SOURCE / GT VOICE
GT Voice: Vigilance against protectionism needed in EU’s carbon border tax
Published: Dec 19, 2022 11:28 PM Updated: Dec 20, 2022 12:00 AM
File Photo: VCG

File Photo: VCG

EU member states on Sunday reached a deal to overhaul the bloc's carbon market while finalizing the details of the world's first major carbon border tax and introducing the Carbon Border Adjustment Mechanism (CBAM), which will force foreign importers to cover the cost of their carbon emissions starting from 2026.

The development marks a big step forward for the EU in accelerating emissions cuts, which is undoubtedly a great encouragement in terms of joint efforts in tackling climate change on a global scale.

The apparently increased frequency of extreme weather events around the world in recent years is a constant reminder of the urgency in working together to reduce emissions. In doing so, setting rules to raise emission standards through carbon prices has been recognized as an important mechanism for addressing the global climate challenge, which is also seen as the best way to guide the energy transition to a low-carbon economy.

Since the EU is one of China's major trading partners, the bloc's overhaul on carbon emissions rules, especially carbon border tariffs, is bound to have certain impact on China. But given the fact that both the EU and China share the common goal of tackling climate change, there is every reason to believe most of the impact will be positive.

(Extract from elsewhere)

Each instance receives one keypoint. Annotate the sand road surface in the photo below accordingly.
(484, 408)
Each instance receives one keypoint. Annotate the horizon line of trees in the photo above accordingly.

Over the years, China itself has been actively participating in global climate governance, fulfilling its emissions reduction obligations, and setting up its own carbon peaking and neutrality goals. Thus, China and the EU already share a lot of cooperation on carbon reduction in terms of renewable technologies, new-energy products, among others. And it is believed there is still plenty of room for further improvement in this cooperation. In this sense, the EU's efforts to reduce emissions will also boost the production and exports of relevant green products for some related industries in China.

Also, it is important to note that the EU's move could serve as a reminder that it is essential for China to establish and improve its own zero-carbon rules and policies. Whether China can establish its own zero-carbon industrial chain will be an important dimension of future global competition amid the general trend toward a green economic transition.

Fortunately, China's input in green development in recent years has laid a sound foundation for domestic industries. China's contribution to energy conservation, energy efficiency improvement, developing renewable energy, transportation, construction and other fields accounts for 30 to 50 percent of the global total, which is sufficient enough to indicate its green competitiveness in the international arena.

However, it should be pointed out that vigilance is needed as to whether the carbon border tariffs will risk protectionism. Against the backdrop of the Trans-Atlantic subsidies dispute, it seems hard to shake off the concerns about whether the EU will use the climate change as a cover to change some trade rules and erect trade barriers in its favor.

The fear now appears to be shared not only by the US but also by other trading partners, including some developing countries. For instance, US Trade Representative Katherine Tai said last week that "There are a lot of concerns coming from our side about how this is going to impact us and our trade relationship," while Ebrahim Patel, South Africa's trade minister, said they are particularly concerned about things like border adjustment taxes, and regulatory requirements that are imposed unilaterally, according to a Financial Times report on Saturday.

While as a new trade rule, the carbon border tax is something that may easily trigger concerns among trading partners, there is no denying that the EU has the right to set its own carbon pricing standard based on its own conditions and emissions targets. But it needs to be careful not to impose tariffs indiscriminately, which needs to be made within the WTO rule framework.

In the meantime, trading partners like China need to make precautions for possible trade frictions and be prepared to coordinate with the EU to work toward the right direction on climate change issues.